5.6.1. Inference on Image Classification Graphs
The dla_benchmark demonstration application runs five inference requests (batches) in parallel on the FPGA, by default, to achieve optimal system performance. To measure steady state performance, you should run multiple batches (using the niter flag) because the first iteration is significantly slower with FPGA devices.
The dla_benchmark demonstration application also supports multiple graphs in the same execution. You can place more than one graphs or compiled graphs as input, separated by commas.
Each graph can have either a different input dataset or use a commonly shared dataset among all graphs. Each graph requires an individual ground_truth_file file, separated by commas. If some ground_truth_file files are missing, the dla_benchmark continues to run and ignore the missing ones.
When multi-graph is enabled, the -niter flag represents the number of iterations for each graph, so the total number of iterations becomes -niter × size of graphs.
The dla_benchmark demonstration application switches graphs after submitting -nireq requests. The request queue holds the number of requests up to -nireq × size of graphs. This limit is constrained by the DMA CSR descriptor queue size (64 per hardware instance).
The board you use determines the number of instances that you can compile the Intel® FPGA AI Suite hardware for:
- For the Intel® PAC with Intel® Arria® 10 GX FPGA, you can compile up to two instances with the same architecture on all instances.
- For the Terasic* DE10-Agilex Development Board, you can compile up to four instances with the same architecture on all instances.
Each instance accesses one of the two DDR banks and executes the graph independently. This optimization enables two batches to run in parallel. Each inference request created by the demonstration application is assigned to one of the instances in the FPGA plugin.
To ensure that batches are evenly distributed between the instances, you must choose an inference request batch size that is a multiple of the number of Intel® FPGA AI Suite instances.

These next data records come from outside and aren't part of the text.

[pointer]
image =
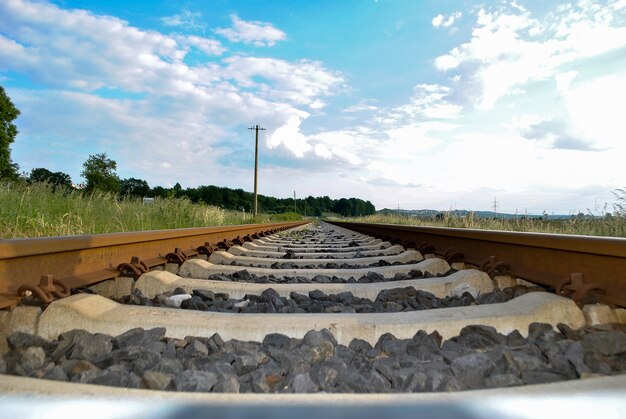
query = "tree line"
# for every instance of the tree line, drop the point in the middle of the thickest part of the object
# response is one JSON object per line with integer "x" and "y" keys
{"x": 99, "y": 173}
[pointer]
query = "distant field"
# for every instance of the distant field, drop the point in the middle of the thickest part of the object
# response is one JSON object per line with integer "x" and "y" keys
{"x": 613, "y": 226}
{"x": 39, "y": 211}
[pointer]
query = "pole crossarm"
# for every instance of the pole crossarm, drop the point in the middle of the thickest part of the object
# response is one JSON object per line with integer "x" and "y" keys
{"x": 256, "y": 128}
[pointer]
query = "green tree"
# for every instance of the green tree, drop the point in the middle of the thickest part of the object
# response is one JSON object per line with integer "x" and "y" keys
{"x": 8, "y": 131}
{"x": 134, "y": 187}
{"x": 99, "y": 171}
{"x": 41, "y": 174}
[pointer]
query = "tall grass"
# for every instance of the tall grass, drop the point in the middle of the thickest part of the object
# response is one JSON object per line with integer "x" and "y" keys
{"x": 38, "y": 210}
{"x": 609, "y": 226}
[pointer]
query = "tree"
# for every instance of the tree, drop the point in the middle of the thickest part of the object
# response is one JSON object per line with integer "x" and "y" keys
{"x": 55, "y": 178}
{"x": 134, "y": 187}
{"x": 8, "y": 131}
{"x": 99, "y": 171}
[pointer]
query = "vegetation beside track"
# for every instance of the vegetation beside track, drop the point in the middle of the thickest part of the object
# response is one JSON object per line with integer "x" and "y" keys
{"x": 41, "y": 210}
{"x": 613, "y": 225}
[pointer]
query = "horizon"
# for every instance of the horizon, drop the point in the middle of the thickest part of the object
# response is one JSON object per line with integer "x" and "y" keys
{"x": 412, "y": 104}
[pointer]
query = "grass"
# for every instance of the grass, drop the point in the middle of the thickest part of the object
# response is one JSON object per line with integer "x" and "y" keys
{"x": 612, "y": 226}
{"x": 38, "y": 210}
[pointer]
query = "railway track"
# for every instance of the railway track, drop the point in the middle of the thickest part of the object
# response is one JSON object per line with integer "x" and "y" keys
{"x": 333, "y": 308}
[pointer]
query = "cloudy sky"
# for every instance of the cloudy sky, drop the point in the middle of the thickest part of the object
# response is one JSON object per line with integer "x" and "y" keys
{"x": 417, "y": 104}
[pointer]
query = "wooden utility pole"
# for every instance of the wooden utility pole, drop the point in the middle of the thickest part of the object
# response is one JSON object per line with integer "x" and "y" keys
{"x": 256, "y": 128}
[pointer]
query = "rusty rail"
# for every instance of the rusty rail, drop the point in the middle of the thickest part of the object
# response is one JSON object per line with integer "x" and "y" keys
{"x": 570, "y": 264}
{"x": 77, "y": 261}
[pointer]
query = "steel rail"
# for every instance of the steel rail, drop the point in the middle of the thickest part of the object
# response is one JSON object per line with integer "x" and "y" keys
{"x": 547, "y": 259}
{"x": 87, "y": 259}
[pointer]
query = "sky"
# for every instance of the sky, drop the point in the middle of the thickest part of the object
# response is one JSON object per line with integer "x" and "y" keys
{"x": 411, "y": 104}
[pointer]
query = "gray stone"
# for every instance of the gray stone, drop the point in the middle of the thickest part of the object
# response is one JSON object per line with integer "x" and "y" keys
{"x": 516, "y": 362}
{"x": 21, "y": 340}
{"x": 33, "y": 358}
{"x": 541, "y": 377}
{"x": 298, "y": 298}
{"x": 56, "y": 373}
{"x": 360, "y": 345}
{"x": 170, "y": 366}
{"x": 277, "y": 340}
{"x": 117, "y": 378}
{"x": 302, "y": 383}
{"x": 196, "y": 381}
{"x": 155, "y": 380}
{"x": 574, "y": 353}
{"x": 503, "y": 380}
{"x": 196, "y": 348}
{"x": 605, "y": 343}
{"x": 255, "y": 381}
{"x": 317, "y": 295}
{"x": 472, "y": 369}
{"x": 139, "y": 337}
{"x": 215, "y": 343}
{"x": 204, "y": 294}
{"x": 76, "y": 367}
{"x": 515, "y": 339}
{"x": 90, "y": 347}
{"x": 228, "y": 383}
{"x": 321, "y": 344}
{"x": 480, "y": 337}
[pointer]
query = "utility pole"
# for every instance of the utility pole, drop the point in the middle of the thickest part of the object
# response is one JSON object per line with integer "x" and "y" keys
{"x": 256, "y": 128}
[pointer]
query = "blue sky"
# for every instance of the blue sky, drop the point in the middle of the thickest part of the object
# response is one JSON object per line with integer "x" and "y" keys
{"x": 417, "y": 104}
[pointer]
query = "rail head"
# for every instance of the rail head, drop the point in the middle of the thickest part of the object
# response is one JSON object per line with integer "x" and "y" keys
{"x": 87, "y": 259}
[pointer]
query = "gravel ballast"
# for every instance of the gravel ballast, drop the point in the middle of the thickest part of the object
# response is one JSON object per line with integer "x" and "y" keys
{"x": 370, "y": 277}
{"x": 477, "y": 358}
{"x": 269, "y": 301}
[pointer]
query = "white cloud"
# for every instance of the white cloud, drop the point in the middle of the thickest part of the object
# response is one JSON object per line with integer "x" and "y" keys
{"x": 563, "y": 80}
{"x": 85, "y": 52}
{"x": 437, "y": 20}
{"x": 430, "y": 101}
{"x": 289, "y": 135}
{"x": 208, "y": 46}
{"x": 360, "y": 107}
{"x": 260, "y": 34}
{"x": 187, "y": 18}
{"x": 441, "y": 21}
{"x": 510, "y": 48}
{"x": 596, "y": 109}
{"x": 299, "y": 82}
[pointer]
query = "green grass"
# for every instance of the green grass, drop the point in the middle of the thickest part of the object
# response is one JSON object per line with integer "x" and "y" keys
{"x": 613, "y": 226}
{"x": 38, "y": 210}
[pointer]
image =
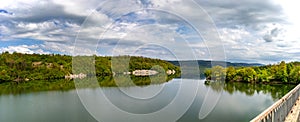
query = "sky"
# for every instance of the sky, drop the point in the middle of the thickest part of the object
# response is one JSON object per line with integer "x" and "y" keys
{"x": 245, "y": 30}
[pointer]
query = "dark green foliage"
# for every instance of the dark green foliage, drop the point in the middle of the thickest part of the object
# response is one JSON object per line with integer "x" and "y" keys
{"x": 277, "y": 73}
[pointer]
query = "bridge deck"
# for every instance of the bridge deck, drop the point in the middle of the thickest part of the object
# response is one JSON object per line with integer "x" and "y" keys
{"x": 293, "y": 116}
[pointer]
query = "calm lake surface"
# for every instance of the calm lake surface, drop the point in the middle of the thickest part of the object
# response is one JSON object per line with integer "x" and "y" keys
{"x": 238, "y": 102}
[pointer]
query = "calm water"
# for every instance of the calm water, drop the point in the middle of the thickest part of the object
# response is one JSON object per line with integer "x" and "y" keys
{"x": 238, "y": 102}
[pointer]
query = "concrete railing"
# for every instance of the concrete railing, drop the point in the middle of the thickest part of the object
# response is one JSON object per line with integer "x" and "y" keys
{"x": 280, "y": 109}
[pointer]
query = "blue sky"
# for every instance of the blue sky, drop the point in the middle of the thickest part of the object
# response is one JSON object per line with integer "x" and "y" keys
{"x": 249, "y": 31}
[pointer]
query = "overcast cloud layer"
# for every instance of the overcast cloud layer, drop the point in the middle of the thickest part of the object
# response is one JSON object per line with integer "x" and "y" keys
{"x": 251, "y": 31}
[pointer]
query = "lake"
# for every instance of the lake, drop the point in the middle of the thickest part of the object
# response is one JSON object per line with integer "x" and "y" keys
{"x": 174, "y": 100}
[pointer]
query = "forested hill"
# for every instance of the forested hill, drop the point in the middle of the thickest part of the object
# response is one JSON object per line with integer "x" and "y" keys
{"x": 276, "y": 73}
{"x": 207, "y": 64}
{"x": 17, "y": 66}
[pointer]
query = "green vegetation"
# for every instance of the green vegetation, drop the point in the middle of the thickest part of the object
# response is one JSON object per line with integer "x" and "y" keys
{"x": 34, "y": 72}
{"x": 277, "y": 73}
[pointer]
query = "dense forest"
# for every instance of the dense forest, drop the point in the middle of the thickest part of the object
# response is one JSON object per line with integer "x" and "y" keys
{"x": 276, "y": 73}
{"x": 17, "y": 67}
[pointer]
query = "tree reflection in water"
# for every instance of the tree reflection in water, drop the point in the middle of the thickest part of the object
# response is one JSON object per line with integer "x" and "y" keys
{"x": 276, "y": 90}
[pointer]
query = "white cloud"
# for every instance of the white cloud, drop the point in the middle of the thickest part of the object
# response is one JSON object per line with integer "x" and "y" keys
{"x": 250, "y": 30}
{"x": 28, "y": 49}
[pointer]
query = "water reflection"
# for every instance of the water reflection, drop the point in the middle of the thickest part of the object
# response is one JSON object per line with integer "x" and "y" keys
{"x": 239, "y": 102}
{"x": 275, "y": 90}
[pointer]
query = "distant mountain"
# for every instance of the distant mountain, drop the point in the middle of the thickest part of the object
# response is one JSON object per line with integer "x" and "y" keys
{"x": 203, "y": 63}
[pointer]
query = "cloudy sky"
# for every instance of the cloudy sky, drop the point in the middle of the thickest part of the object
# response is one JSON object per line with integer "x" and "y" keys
{"x": 262, "y": 31}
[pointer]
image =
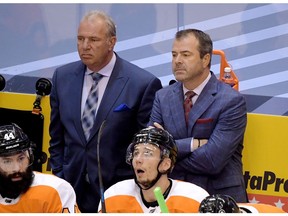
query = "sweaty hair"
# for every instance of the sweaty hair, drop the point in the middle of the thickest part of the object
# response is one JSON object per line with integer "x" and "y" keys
{"x": 111, "y": 27}
{"x": 205, "y": 42}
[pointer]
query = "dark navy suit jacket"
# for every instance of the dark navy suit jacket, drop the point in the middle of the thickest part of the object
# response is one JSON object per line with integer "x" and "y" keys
{"x": 219, "y": 115}
{"x": 125, "y": 106}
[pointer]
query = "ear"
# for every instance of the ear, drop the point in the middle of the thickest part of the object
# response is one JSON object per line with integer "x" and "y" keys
{"x": 206, "y": 60}
{"x": 111, "y": 42}
{"x": 165, "y": 165}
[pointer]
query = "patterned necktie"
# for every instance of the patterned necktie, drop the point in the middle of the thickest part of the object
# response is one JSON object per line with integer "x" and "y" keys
{"x": 188, "y": 104}
{"x": 89, "y": 112}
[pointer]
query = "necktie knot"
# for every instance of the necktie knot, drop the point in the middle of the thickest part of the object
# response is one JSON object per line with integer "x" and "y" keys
{"x": 96, "y": 76}
{"x": 189, "y": 94}
{"x": 89, "y": 112}
{"x": 188, "y": 104}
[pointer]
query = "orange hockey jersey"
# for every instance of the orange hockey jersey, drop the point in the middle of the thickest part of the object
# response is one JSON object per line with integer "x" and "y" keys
{"x": 259, "y": 208}
{"x": 47, "y": 194}
{"x": 124, "y": 197}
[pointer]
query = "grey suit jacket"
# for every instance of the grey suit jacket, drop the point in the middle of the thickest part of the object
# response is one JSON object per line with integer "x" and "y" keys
{"x": 125, "y": 106}
{"x": 219, "y": 115}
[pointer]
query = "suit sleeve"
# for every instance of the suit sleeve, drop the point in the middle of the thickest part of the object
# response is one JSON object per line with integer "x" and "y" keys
{"x": 56, "y": 148}
{"x": 225, "y": 140}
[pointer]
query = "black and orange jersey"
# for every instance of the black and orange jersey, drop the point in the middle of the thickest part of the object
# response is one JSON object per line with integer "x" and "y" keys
{"x": 47, "y": 194}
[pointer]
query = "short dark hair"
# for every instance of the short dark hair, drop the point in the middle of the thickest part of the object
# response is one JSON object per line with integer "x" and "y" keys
{"x": 205, "y": 42}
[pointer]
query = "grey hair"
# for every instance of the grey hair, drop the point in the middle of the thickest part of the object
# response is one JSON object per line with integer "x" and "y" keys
{"x": 111, "y": 27}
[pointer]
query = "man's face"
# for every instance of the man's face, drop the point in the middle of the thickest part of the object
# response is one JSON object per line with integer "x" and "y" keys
{"x": 186, "y": 62}
{"x": 15, "y": 174}
{"x": 95, "y": 47}
{"x": 146, "y": 158}
{"x": 14, "y": 165}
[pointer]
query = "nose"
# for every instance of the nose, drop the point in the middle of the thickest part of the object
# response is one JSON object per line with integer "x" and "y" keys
{"x": 178, "y": 59}
{"x": 15, "y": 167}
{"x": 86, "y": 44}
{"x": 138, "y": 158}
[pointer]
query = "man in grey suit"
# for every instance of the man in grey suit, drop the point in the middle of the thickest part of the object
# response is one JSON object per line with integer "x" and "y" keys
{"x": 210, "y": 144}
{"x": 125, "y": 97}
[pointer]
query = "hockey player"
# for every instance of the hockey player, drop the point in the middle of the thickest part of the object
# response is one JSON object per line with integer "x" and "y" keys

For example, with two instances, specify the batch size as six (instead of the OpenVINO™ default of five) to ensure that the experiment meets this requirement.
The following example usage assumes that a Model Optimizer IR .xml file has been placed in demo/models/public/resnet-50-tf/FP32/. It also assumes that an image set has been placed into demo/sample_images/. Lastly, it assumes that has been programmed with a bitstream corresponding to A10_Performance.arch.
binxml=$COREDLA_ROOT/demo/models/public/resnet-50-tf/FP32 imgdir=$COREDLA_ROOT/demo/sample_images cd $COREDLA_ROOT/runtime/build_Release ./dla_benchmark/dla_benchmark \ -b=1 \ -m $binxml/resnet-50-tf.xml \ -d=HETERO:FPGA,CPU \ -i $imgdir \ -niter=5 \ -plugins_xml_file ./plugins.xml \ -arch_file $COREDLA_ROOT/example_architectures/A10_Performance.arch \ -api=async \ -groundtruth_loc $imgdir/TF_ground_truth.txt \ -perf_est \ -nireq=4 \ -bgr
The following example shows how the IP can dynamically swap between graphs. This example usage assumes that another Model Optimizer IR .xml file has been placed in demo/models/public/resnet-101-tf/FP32/. It also assumes that another image set has been placed into demo/sample_images_rn101/. In this case, dla_benchmark only evaluates the classification accuracy of Resnet50 because we did not provide ground truth for the second graph (ResNet101).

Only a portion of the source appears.